At Bed Stuy Restoration Corp, where I have worked for four years, there was a big initiative to bring Citi Bike to Bed Stuy. I thought this was a great idea but I didn’t even think about joining. The streets look way too dangerous, and I felt as a mother, it would be downright irresponsible of me to do something so risky. But one day my co-worker Jesus, who started biking every day, and had gotten really healthy and slender, convinced me to ride with him when they gave out free day passes. I was surprised that it was kind of fun, even though I felt quite nervous and out of sorts. The Executive Vice Presidents for Programs, Tracey Capers, kept encouraging me to join so one day, tempted by the summer air, I decided to give it a try and joined in June of this year.
Every ride, I got more and more comfortable with the bike, my route and dealing with traffic. Before you know it I fell in love with being a city bike rider! I started taking trips on the weekends, and found it took me 4 minutes to get to places that had previously been a half hour walk. When you take a new trip, like recently returning from a meeting in the Wall Street area to my Brooklyn home, it is really exhilarating. You feel like you are flying across the city, independent and free, creating your own direct route to exactly where you want to go.
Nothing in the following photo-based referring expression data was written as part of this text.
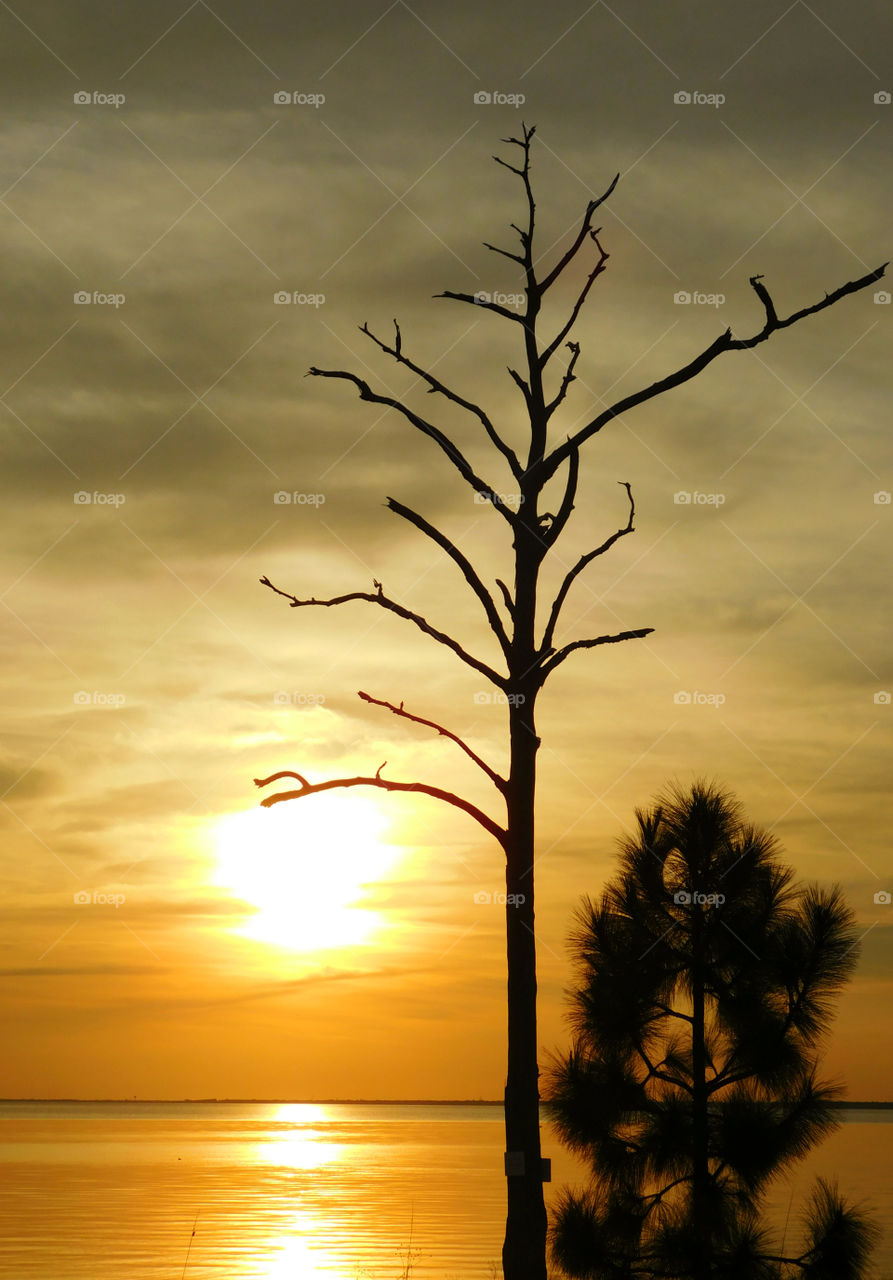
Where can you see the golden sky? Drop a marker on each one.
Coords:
(161, 935)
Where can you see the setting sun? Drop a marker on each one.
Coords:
(305, 867)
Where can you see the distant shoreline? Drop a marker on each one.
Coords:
(363, 1102)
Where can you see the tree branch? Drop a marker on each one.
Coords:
(498, 781)
(726, 342)
(561, 520)
(476, 301)
(494, 248)
(561, 654)
(435, 385)
(582, 562)
(434, 433)
(308, 789)
(545, 356)
(402, 612)
(573, 347)
(465, 566)
(581, 236)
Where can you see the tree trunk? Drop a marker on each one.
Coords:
(700, 1133)
(525, 1248)
(523, 1251)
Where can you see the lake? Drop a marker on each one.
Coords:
(113, 1191)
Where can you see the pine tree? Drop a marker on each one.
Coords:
(705, 983)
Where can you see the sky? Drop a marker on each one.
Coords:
(168, 172)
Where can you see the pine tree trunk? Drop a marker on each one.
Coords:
(525, 1248)
(523, 1251)
(700, 1133)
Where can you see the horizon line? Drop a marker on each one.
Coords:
(440, 1102)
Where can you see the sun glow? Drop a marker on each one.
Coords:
(305, 865)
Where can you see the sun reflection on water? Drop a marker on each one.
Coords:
(294, 1142)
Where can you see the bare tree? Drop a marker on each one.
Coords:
(529, 658)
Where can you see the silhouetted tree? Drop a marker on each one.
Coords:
(705, 982)
(529, 656)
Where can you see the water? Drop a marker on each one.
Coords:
(302, 1192)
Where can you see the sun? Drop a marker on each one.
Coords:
(306, 865)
Why do I like Citi Bike? First of all, when you bike, angels look upon you. It also has that triple-crown benefit: unlike any other form of transportation, it is good for your body, good for your budget, and good for your environment. I love that I know that whatever else happens in my day I will get 25 minutes of exercise in the morning, and also sometimes at night. I can’t believe that I have already taken 85 trips.
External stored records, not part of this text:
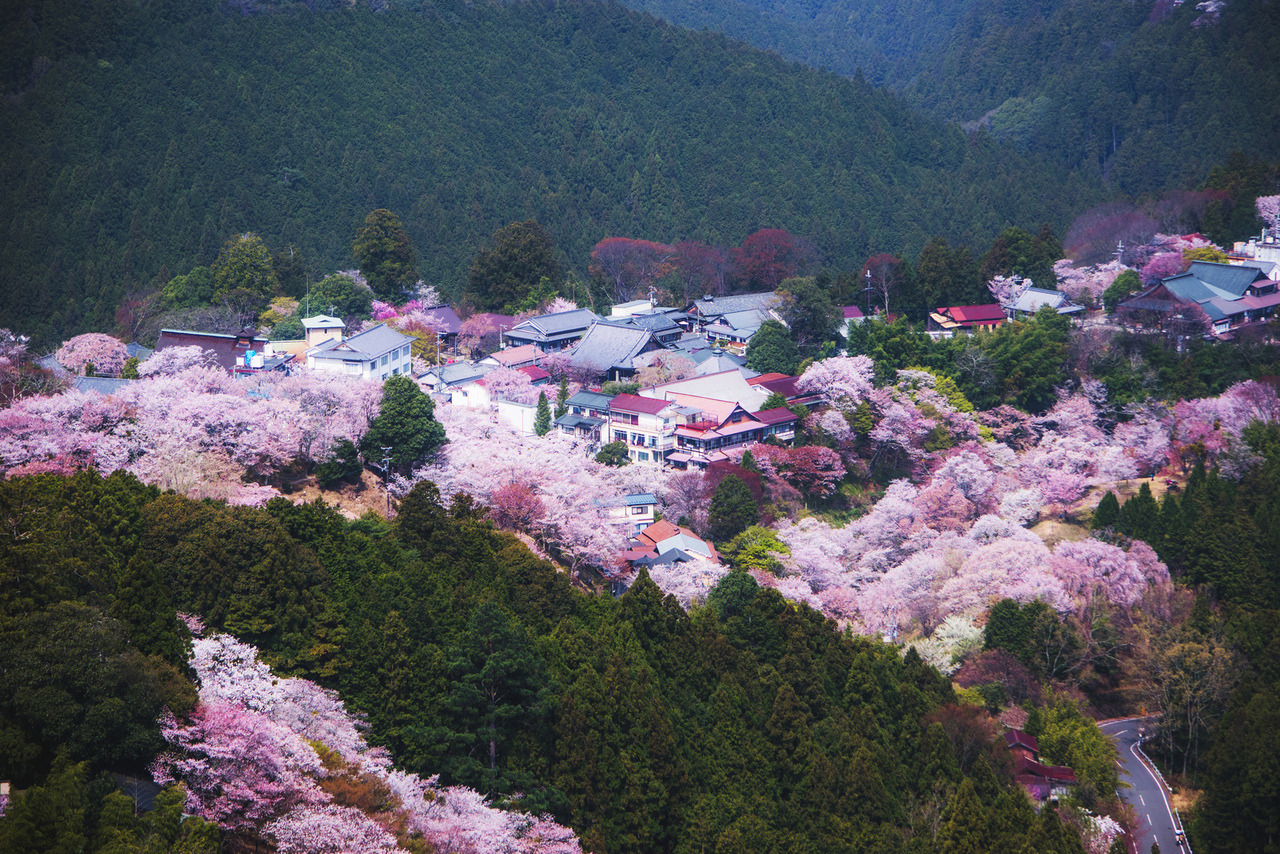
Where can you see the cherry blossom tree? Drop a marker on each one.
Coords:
(842, 380)
(1162, 266)
(240, 768)
(1269, 210)
(173, 360)
(105, 354)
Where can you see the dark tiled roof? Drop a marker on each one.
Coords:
(636, 403)
(716, 306)
(1228, 277)
(444, 319)
(590, 400)
(607, 345)
(228, 350)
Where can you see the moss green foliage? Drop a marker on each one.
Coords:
(543, 416)
(772, 350)
(245, 264)
(643, 726)
(406, 424)
(73, 812)
(1116, 88)
(755, 548)
(613, 453)
(337, 295)
(1107, 511)
(385, 255)
(343, 464)
(510, 269)
(295, 126)
(1124, 287)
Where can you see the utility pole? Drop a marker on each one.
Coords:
(387, 475)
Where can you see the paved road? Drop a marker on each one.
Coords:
(1150, 799)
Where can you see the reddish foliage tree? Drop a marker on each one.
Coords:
(702, 269)
(771, 255)
(630, 264)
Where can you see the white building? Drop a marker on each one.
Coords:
(375, 354)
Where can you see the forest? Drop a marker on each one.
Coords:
(1144, 96)
(138, 137)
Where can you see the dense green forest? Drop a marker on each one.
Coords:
(1143, 95)
(748, 725)
(137, 137)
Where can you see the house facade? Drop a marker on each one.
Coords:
(375, 354)
(644, 424)
(552, 332)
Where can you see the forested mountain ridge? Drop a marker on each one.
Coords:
(138, 137)
(1147, 95)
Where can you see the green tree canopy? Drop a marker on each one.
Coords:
(406, 424)
(385, 255)
(772, 350)
(517, 257)
(245, 264)
(732, 510)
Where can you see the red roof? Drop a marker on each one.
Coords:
(991, 313)
(534, 373)
(1016, 738)
(1055, 773)
(636, 403)
(776, 416)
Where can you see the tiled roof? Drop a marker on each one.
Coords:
(716, 306)
(227, 350)
(1232, 278)
(609, 345)
(513, 356)
(636, 403)
(444, 319)
(974, 314)
(590, 400)
(556, 325)
(321, 322)
(368, 345)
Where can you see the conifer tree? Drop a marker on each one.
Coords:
(543, 416)
(1107, 511)
(732, 510)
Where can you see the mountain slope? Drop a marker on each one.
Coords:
(145, 136)
(1152, 95)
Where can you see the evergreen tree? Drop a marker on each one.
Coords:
(385, 255)
(562, 397)
(772, 350)
(1139, 516)
(732, 510)
(965, 830)
(543, 418)
(406, 424)
(1107, 511)
(519, 257)
(245, 264)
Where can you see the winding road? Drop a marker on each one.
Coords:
(1150, 799)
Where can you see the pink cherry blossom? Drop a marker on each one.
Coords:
(108, 355)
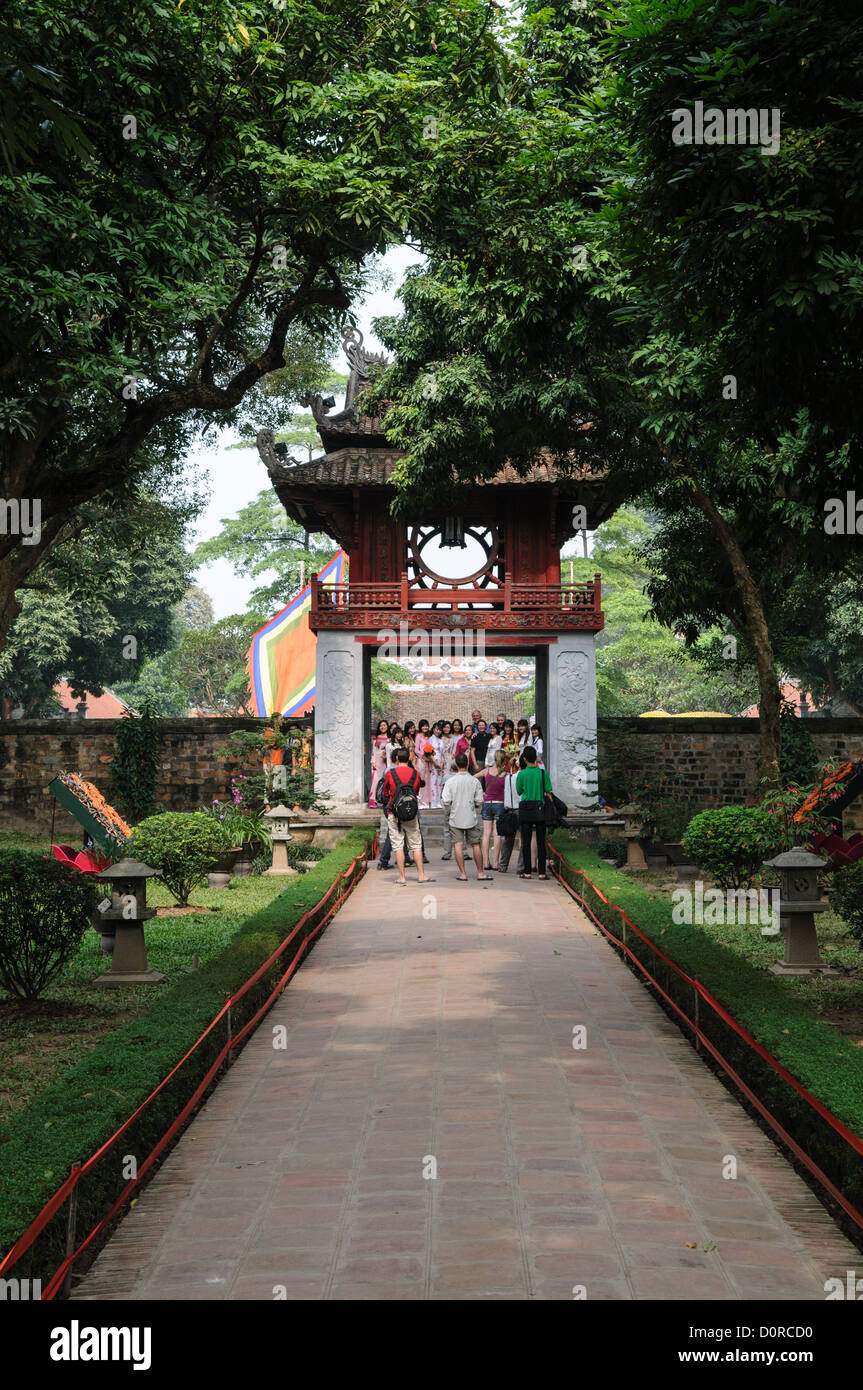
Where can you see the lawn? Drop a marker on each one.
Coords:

The environmental impact means a lot to me. I’m very concerned about the problem of global warming, and the fact that our ecosystem is completely breaking down because there is too much carbon in the atmosphere. When you start learning about the problem you understand the urgency of the issue, and realize that the house (planet) is on fire and we are using cups of water to put it out. In order to really address this issue we have to make huge societal changes, like the national mobilization that happened during WWII, to avoid unprecedented destruction and the elimination of human civilization. For me biking is an example of the changes we need to make, but on an international scale. I see that I have reduced 163.7 lbs of carbon dioxide, which is nothing, but I feel like I am an example for all those people riding around in carbon machines.
Most of all, biking is downright fun! Every trip is an adventure, through which the city tells me it’s stories. There is the struggle of gentrification, and people’s lives upended. But there is also the ever present effort to create beauty and self-expression, people making their mark. Recently at work we were talking about who is a Brooklynite. Someone who’s lived here a year said he was one, and was roundly drowned out. I said I’ve been here 25 years and they said they’d take me. As they say, I’ll leave this town toes up.
Our partners at Bedford Stuyvesant Restoration Corporation lead the NYC Better Bike Share Partnership, a citywide effort to develop inclusive programs and policies to promote equity through bike share and increase the diversity of bike share riders to improve health and financial outcomes of NYC neighborhoods. The Partnership is a community-driven collaboration of diverse stakeholders who influence transportation, health, and economic opportunities by leveraging the NYC bike share program.